It’s been nearly 20 years since the devastating Kobe earthquake took place. Lives were lost and destruction happened all around. And yet as we’ve come to see, life goes on; even for those who lived too far away to get caught up in it, but were nonetheless affected by it anyway.
That’s what Haruki Murakami’s “after the quake” was written to show. Originally published in 2000 and released in English in 2002, “after the quake” is a collection of six stories; all of which take place within the month following the earthquake. Characters of all sorts are introduced in each of these stories, each of whom arrive at a turning point in their lives within the aftermath. From a woman who befriends her rather interesting chauffeur while on her vacation in Thailand, to a writer who wrestles with the love he feels for his recently divorced friend from college; from a woman learning about the honesty of fire, to a man who’s approached by a giant talking frog to aid him in saving Tokyo from destruction.
This is the second short story collection I’ve read by Murakami, and an interesting one at that. I read that this book, along with with his books “Underground” and “The Wind-Up Bird Chronicle,” was a way for him to look and explore the Japanese national conscience. He spent five years writing each of the six stories that I read, and I can tell that he did with a purposeful, honest intent in mind.
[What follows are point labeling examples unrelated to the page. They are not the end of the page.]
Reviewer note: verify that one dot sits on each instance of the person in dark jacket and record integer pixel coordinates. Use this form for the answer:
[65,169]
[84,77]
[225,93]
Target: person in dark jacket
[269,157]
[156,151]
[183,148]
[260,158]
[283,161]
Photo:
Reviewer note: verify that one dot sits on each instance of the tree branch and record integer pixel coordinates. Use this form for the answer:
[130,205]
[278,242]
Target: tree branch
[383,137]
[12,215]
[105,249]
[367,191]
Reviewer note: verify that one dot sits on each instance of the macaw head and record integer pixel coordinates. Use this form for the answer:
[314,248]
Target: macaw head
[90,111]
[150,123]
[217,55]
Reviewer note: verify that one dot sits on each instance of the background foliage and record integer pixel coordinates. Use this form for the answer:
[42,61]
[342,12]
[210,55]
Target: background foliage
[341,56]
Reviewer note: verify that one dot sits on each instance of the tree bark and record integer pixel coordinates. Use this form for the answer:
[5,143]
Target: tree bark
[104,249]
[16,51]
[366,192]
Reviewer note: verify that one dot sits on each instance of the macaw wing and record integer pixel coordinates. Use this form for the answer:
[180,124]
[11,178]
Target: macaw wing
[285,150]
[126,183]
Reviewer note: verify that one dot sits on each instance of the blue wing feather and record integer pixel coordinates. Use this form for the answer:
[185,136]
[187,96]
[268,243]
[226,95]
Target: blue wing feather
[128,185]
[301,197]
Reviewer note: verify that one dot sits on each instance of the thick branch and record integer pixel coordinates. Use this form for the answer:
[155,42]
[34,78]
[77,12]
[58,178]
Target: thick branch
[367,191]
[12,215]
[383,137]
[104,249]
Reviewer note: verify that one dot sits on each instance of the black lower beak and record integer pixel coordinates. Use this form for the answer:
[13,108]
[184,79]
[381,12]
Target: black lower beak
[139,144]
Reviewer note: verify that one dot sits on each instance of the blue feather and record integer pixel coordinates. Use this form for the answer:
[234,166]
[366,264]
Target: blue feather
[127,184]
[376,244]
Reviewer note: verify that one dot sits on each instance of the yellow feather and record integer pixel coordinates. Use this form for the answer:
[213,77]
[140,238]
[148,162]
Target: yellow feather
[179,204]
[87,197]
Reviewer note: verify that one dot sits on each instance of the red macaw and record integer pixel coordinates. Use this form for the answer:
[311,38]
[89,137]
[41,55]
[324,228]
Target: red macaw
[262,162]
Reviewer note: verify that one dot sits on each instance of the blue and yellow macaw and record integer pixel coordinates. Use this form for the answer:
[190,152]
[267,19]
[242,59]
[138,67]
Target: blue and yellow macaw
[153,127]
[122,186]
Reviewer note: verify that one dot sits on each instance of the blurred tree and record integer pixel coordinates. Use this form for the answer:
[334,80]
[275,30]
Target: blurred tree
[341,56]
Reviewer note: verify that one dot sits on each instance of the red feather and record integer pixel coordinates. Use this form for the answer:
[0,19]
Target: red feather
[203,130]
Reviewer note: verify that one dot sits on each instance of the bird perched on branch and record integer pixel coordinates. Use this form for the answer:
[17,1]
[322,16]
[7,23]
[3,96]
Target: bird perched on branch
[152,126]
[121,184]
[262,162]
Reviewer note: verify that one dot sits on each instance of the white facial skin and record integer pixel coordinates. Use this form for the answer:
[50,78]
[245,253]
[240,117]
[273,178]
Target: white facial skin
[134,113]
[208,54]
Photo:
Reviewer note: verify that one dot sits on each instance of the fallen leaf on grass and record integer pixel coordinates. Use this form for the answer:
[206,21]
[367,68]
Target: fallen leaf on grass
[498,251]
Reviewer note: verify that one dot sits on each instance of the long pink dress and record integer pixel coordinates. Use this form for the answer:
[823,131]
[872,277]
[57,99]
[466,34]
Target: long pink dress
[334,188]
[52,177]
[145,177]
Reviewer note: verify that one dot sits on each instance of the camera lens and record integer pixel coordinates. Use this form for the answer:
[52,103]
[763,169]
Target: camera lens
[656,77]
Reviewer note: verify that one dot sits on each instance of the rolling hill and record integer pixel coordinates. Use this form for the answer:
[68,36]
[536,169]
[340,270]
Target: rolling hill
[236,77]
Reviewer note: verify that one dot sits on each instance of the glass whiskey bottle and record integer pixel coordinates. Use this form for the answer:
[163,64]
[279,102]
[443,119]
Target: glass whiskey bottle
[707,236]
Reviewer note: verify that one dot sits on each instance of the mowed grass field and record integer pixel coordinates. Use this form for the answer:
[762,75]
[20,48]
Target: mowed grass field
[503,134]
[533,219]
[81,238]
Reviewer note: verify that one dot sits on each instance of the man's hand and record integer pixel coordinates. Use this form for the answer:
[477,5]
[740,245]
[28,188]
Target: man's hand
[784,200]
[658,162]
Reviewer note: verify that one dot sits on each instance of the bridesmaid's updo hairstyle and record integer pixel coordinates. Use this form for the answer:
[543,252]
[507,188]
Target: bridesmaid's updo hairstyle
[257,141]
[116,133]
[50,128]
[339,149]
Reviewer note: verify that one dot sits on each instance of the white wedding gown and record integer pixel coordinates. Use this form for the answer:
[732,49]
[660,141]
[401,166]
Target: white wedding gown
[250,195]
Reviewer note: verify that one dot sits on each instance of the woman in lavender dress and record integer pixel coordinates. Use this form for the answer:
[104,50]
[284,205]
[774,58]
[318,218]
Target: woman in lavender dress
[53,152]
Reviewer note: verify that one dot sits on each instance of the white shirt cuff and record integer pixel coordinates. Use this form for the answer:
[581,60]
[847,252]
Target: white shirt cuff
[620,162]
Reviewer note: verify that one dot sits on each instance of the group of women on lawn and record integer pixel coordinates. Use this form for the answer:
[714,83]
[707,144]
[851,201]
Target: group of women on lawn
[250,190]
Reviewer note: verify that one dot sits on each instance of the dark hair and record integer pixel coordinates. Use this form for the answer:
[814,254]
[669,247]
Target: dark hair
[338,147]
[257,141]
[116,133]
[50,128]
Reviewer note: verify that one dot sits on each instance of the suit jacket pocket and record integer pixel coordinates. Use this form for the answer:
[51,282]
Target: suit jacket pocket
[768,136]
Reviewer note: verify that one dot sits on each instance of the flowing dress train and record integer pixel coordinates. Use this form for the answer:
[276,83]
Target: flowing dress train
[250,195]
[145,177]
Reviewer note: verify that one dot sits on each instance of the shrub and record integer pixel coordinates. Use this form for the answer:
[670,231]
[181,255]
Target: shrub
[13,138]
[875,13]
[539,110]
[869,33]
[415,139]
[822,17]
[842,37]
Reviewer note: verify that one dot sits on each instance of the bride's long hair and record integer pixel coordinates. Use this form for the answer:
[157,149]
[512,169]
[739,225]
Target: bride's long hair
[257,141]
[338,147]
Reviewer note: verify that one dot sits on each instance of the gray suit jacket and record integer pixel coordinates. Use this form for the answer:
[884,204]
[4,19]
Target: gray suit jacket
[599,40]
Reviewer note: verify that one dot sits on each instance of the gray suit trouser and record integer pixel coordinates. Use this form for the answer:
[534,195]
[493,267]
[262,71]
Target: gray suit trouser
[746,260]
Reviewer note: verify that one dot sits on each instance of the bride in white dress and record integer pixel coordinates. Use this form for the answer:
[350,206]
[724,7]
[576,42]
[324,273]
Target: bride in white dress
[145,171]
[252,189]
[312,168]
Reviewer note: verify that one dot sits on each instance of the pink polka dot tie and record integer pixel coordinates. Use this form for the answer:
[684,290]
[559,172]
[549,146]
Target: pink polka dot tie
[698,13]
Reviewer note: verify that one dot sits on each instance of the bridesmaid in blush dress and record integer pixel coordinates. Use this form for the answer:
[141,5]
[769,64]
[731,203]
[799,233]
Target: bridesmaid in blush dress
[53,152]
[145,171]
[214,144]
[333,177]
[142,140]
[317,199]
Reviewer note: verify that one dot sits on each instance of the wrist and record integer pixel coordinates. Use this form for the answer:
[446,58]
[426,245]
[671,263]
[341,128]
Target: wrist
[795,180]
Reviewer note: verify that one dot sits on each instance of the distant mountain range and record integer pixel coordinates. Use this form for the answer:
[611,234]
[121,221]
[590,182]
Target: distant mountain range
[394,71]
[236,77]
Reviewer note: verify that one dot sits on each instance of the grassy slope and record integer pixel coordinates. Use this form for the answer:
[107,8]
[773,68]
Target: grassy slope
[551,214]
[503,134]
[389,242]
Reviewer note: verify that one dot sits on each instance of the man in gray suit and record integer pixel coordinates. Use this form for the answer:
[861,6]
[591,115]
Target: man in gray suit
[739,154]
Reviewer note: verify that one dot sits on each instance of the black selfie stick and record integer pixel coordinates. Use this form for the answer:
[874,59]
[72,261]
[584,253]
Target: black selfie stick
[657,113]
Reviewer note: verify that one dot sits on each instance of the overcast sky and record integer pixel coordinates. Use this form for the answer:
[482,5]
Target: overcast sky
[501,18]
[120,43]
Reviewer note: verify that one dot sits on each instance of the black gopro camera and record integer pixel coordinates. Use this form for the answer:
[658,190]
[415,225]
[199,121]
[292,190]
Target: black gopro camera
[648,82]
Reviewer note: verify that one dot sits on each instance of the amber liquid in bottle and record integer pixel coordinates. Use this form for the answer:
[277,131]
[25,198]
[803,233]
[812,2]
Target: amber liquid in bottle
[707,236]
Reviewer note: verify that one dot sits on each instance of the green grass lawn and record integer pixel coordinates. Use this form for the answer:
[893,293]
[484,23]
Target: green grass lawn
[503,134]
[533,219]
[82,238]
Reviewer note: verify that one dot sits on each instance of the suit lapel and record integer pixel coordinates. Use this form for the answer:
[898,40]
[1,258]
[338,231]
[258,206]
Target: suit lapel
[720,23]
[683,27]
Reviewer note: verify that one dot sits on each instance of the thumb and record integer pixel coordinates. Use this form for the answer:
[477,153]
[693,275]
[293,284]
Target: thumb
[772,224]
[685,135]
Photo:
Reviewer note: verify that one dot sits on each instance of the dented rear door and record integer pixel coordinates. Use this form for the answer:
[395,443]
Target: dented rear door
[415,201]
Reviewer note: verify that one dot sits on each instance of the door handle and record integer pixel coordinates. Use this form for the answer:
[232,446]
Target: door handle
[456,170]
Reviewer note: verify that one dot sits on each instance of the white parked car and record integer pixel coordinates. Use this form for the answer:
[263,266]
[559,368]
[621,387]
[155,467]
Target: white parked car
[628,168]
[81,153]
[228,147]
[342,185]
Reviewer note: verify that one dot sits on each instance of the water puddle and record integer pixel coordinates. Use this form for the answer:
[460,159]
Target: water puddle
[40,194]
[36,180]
None of the stories were entirely centered around the aftermath of the earthquake. Instead, each made head nods to it, in a way of acknowledging that it did, in fact, take place, and that on some level or another, it left an impact on each of the characters. It’s also wise to note that unlike what he’s known for, most of the stories don’t contain any elements of magical realism (the exception being “super-frog saves tokyo”). What I can say though is that some of them certainly don’t shy away from suggesting such happenings of a kind otherwise (such as a UFO sighting and the honesty of a fire).
The short stories in “after the quake” were relatively simple to read, but don’t let that undermine the impact that they have. I’m glad to have read this particular collection of works by Murakami, and I’d definitely consider it a recommendable one at that.